Folha Dirigida – Qual a importância do livro didático na sala de aula?  
Nelio Bizzo –
O livro didático é uma ferramenta muito importante para todos os cursos. Ele funciona de forma parecida com aquela que um equipamento médico serve para um cirurgião. As atividades de ensino e aprendizagem requerem infra-estrutura e uma parte muito importante desse processo é o material didático.  
 
Folha Dirigida – O livro didático prende o professor ao conteúdo?  
Nelio Bizzo –
O livro didático desempenha apenas uma função acessória. Não é correto atribuir a ele todas as mazelas da educação brasileira e tampouco faz sentido a gente dizer que as melhoras na educação ocorrem por causa dos livros. O que posso dizer com absoluta certeza é que os livros didáticos no Brasil hoje são muito melhores do que aqueles que existiam há oito anos.  
 
Folha Dirigida – E esta mudança se deve ao Programa Nacional do Livro Didático (PNLD)?  
Nelio Bizzo –
O PNLD trouxe para o ensino fundamental uma preocupação com a qualidade, não apenas em relação ao conteúdo do livro, mas inclusive em relação ao próprio cronograma de entrega do livro. Pois não adianta você ter um livro bom, mas que chega atrasado na escola. Diversas iniciativas foram tomadas para que o livro chegasse em tempo.  
 
Folha Dirigida – O livro demorava quanto tempo para chegar às escolas?  
Nelio Bizzo –
O PNLD passou por diversos percalços e era comum que o livro chegasse às escolas no final do ano, no momento em que eles já não se faziam mais necessários. Agora, o que ocorre é que freqüentemente os editores se queixam que têm que entregar os livros muito rapidamente para que eles estejam nas escolas em janeiro e fevereiro no ano em que eles serão utilizados. Isso mostra que o Fundo Nacional de Desenvolvimento da Educação (FNDE) e o MEC conseguiram desenvolver uma tecnologia, que é uma das mais avançadas do mundo em relação a essa operacionalização.
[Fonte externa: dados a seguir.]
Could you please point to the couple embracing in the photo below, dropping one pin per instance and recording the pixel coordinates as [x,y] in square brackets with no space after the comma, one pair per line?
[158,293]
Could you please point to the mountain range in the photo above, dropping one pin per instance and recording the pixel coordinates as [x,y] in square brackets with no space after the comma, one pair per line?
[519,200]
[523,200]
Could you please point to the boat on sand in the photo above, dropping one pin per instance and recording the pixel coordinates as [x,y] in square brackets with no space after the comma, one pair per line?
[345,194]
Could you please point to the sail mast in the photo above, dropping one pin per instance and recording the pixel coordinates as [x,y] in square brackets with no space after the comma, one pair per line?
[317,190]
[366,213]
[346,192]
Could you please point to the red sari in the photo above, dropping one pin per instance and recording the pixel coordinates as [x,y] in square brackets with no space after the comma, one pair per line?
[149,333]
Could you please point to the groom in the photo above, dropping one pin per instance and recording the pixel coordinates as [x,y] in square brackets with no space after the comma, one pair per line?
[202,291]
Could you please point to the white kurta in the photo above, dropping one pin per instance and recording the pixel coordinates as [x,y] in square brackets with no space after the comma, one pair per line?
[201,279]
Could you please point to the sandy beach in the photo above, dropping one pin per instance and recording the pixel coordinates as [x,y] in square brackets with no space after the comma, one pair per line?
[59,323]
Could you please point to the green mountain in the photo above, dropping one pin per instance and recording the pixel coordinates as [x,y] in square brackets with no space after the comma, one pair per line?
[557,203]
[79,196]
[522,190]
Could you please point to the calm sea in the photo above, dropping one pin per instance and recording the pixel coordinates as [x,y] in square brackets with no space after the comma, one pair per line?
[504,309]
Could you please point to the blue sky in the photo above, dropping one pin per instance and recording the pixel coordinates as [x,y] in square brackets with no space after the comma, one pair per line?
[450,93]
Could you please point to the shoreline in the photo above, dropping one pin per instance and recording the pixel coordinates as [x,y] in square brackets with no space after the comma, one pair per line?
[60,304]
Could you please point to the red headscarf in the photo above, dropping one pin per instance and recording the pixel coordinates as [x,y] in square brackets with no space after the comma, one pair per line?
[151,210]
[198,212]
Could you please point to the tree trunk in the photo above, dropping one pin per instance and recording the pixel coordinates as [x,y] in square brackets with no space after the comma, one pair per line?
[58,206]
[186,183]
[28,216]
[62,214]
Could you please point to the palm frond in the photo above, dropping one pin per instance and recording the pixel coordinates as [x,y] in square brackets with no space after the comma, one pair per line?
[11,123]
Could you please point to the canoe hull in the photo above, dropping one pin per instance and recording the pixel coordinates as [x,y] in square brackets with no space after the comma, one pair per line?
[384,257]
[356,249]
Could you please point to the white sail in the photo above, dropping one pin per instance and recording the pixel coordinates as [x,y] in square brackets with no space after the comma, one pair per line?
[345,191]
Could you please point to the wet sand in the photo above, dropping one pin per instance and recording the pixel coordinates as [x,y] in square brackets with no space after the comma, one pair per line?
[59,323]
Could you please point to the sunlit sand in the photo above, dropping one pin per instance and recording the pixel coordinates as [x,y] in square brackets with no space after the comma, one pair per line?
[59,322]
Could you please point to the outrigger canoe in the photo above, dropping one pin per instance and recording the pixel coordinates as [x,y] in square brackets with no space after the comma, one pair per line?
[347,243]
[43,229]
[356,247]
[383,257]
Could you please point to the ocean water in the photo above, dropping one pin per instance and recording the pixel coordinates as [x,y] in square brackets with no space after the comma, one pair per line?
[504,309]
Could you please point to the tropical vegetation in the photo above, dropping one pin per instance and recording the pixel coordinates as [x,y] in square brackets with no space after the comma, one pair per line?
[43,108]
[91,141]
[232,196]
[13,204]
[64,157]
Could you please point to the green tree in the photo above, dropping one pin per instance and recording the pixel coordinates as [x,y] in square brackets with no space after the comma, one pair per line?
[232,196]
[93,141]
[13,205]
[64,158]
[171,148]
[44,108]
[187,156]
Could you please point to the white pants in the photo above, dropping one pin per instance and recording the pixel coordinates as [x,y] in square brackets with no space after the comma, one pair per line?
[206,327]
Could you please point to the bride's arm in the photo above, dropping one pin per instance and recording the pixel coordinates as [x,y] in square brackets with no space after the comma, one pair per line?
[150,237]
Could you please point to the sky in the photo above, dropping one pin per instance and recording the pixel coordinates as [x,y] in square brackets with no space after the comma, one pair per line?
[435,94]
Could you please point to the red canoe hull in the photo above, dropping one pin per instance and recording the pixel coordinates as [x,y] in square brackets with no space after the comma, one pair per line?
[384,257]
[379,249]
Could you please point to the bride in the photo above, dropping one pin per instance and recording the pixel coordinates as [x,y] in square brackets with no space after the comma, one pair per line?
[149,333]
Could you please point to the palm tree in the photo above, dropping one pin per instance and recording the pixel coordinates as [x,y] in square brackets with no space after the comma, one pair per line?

É um programa com dimensões sem paralelo no mundo.  
 
Folha Dirigida – Como é o trabalho na comissão do PNLD?  
Nelio Bizzo –
O trabalho da comissão é feito por instituições que desenvolveram alta competência em relação à avaliação do livro didático, em áreas específicas. Então, a Universidade Federal de Minas Gerais (UFMG) desenvolve a área de Linguagem, Português e dicionários, a Universidade Federal de Pernambuco (UFPE) fica responsável por Matemática. A Universidade Estadual Paulista (Unesp) é especializada em História e Geografia e a Universidade de São Paulo (USP) desenvolve a área de Ciências. A comissão é designada pelo ministro da Educação para acompanhar o trabalho que estas instituições realizam. Ela faz uma espécie de fiscalização e, ao mesmo tempo, assessora o MEC nas questões referentes à publicação do edital para a inscrição de livros. E, neste edital, existem todas as instruções relativas à avaliação dos livros.  
 
Folha Dirigida – Como são escolhidas as comissões?  
Nelio Bizzo –
Cada comissão é instituída pelo ministro da Educação para acompanhar uma versão específica do PNLD. Em abril, o ministro Cristovam Buarque designou uma comissão, da qual eu também faço parte. Mas o ministro Paulo Renato já tinha designado uma comissão e foi esta comissão que fez os critérios para o PNLD 2005. No ano passado, houve as inscrições dos livros didáticos do PNLD 2005 e agora, na gestão do ministro Cristovam, os livros inscritos serão avaliados.  
 
Folha Dirigida – Tudo é feito com bastante antecedência?  
Nelio Bizzo – E
xatamente. Os livros que estarão nas escolas em 2005 foram inscritos em 2002. É uma operação de guerra. Ela tem que ser feita com muita antecedência, com prazos rigorosos e dentro de um processo de avaliação que não tem paralelo no mundo. Parece até ufanismo, mas a realidade é que, tanto do ponto de vista qualitativo quanto quantitativo, o processo de avaliação desenvolvido pelo MEC tem despertado muito interesse em outros países.  
 
Folha Dirigida – O senhor poderia citar alguns desses países?  
Nelio Bizzo –
Posso. Nós realizamos um seminário internacional em São Paulo, onde trouxemos especialistas de países como Canadá, Austrália, Inglaterra, Índia, Paquistão e Irã. Tivemos durante três dias discussões profundas sobre o trabalho de avaliação dos livros didáticos, o que revelou que os livros brasileiros, por exemplo, já são mais corretos do que os usados na Columbia Britânica, que é uma província canadense onde existe uma alta qualidade de ensino. Evidentemente não se pode falar de uma maneira geral, mas os livros brasileiros têm um padrão de qualidade que já supera em alguns aspectos relacionados a conteúdo. E os livros brasileiros estão sendo referência, pelo menos na área de Ciências, para livros que são desenvolvidos em países como a Índia, Paquistão e Irã, que estão muito interessados em ver como o Brasil realizou o trabalho de avaliação e conseguiu orientar os editores para o desenvolvimento de produtos melhores. Os livros didáticos dos Estados Unidos, por exemplo, passam por uma série de avaliações que, em primeiro lugar, não evitam os erros de conteúdo e, em segundo lugar, acabam ajustando os livros a certas características dos compradores. Isso leva os livros a terem uma conotação moralista muito forte e até evitarem temas inteiros como Evolução, por exemplo, por questões religiosas.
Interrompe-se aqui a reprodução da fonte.